In videos collected by the University of Washington from 38 public buses across Puget Sound, pilot technology is seen displaying a warning to bus drivers when pedestrians, cyclists or other cars suddenly come close to colliding with the bus.
The study started in March, including transit agencies like King County Metro and Kitsap Transit. The data will continue to be collected through June.
Ruimin Ke, a PhD candidate working on the project, said he feels excited and encouraged in being part of the project.
Ke showed KIRO 7 the online platform developed by Roscoe to track the use of their product in 38 buses across the region. Each bus is tracked, and video is collected from each incident when the warnings go off.
On Wednesday, KIRO 7 observed the system in action while aboard a Kitsap Transit bus in Bremerton.
Three displays at the left, center and right of the driver turns yellow or red, depending on the severity of the risk. It also shows drivers if they’re going over the speed limit and what their following distance is to the next car.
“I really like the following distance part.
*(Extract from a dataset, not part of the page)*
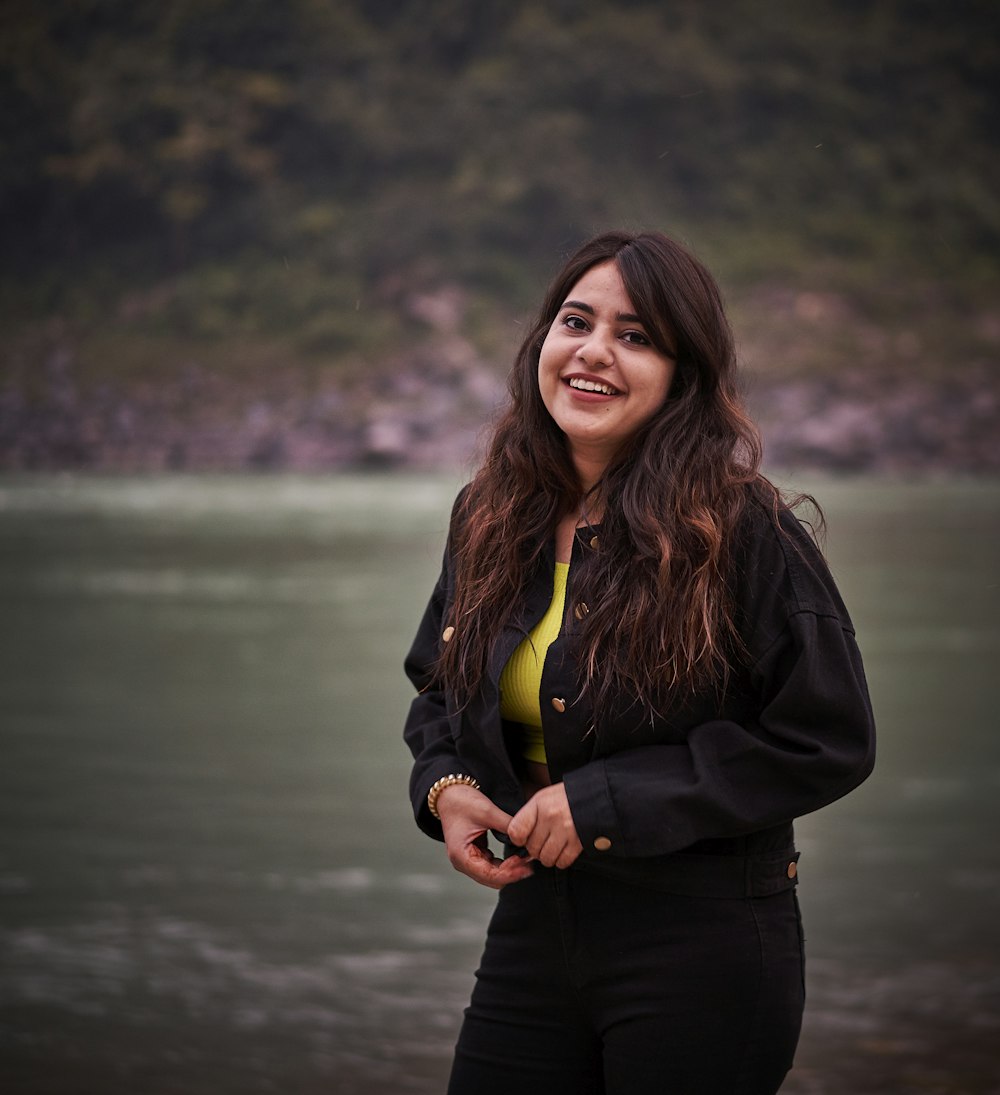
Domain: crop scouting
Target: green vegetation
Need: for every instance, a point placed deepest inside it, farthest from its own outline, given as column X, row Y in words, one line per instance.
column 226, row 172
I’m not the speed check is an added value, because I think most drivers know their speed pretty well,” said Lane DeLarme, who drives for Kitsap Transit. “The big prize is the pedestrian part. I love that idea. It needs some work. But that’s what we’re doing this for.”
In Kitsap County, there are an average of 43 collisions a year, most of which are with other vehicles.
In 2015, 58 percent of the ones involving monetary claims were deemed preventable.
In King County, there are an average of 24 collisions with pedestrians each year. About a quarter of them were deemed to be preventable.
New York is the only other region that has so far tested this system.